718 youth in Gakenke, Gisagara, Karongi, Nyamasheke, Nyarugenge, Rulindo and Rusizi districts were reached out between September and October last year.
It used structured questionnaires to collect data from young people aged 10 to 24.
According to its findings, 57 per cent of the young people sampled said they had never had discussions about sexual and reproductive health with their fathers, while 31 percent said they had not had such discussions with their mothers.
However, when they were asked if they would be comfortable to talk to their fathers about it, 16 per cent said they would find it “very easy,” while 49 per cent said it would be “easy or somehow.”
When it comes to talking to their mothers, 25 percent of the sampled youth said they think it would be “very easy,” while 59 percent said it would be “easy or somehow.”
Veronique Zinnen, the Intervention Manager at the Barame Project said the findings of the study can be used to develop “evidence-based strategies” for addressing the gaps that are there in regard to sexual reproductive health.
Speaking at the event organised to launch the report, Dr Daniel Ngamije, the Minister of Health, said the risks of neglecting access to sexual reproductive health “are great and lead to a painful or damaging transition to adulthood.”
“Adolescents in Rwanda, like other Sub-Saharan African countries, still face challenges while trying to improve Sexual Reproductive Health services including cultural myths and beliefs, peer pressure, and limited availability of trained health care providers capable to cater for the adolescent needs,” he noted.
He highlighted that a lot has been achieved by the country, to respond to the needs of adolescents while respecting their rights and encouraging their participation.

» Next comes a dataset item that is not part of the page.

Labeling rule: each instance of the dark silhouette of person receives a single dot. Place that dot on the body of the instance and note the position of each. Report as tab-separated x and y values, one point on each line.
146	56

Here for example, he said that from 2014/2015 to 2019/2020, the proportion of teenagers bearing children dropped from 7.2 to 5.2 percent.
“Rwanda has a vision of having a healthy, sound and productive future generation which is economically empowered. To reach this vision, it requires coordinated multisectoral efforts from the community, partners, civil societies, ministries and different stakeholders through different strategic interventions,” he noted.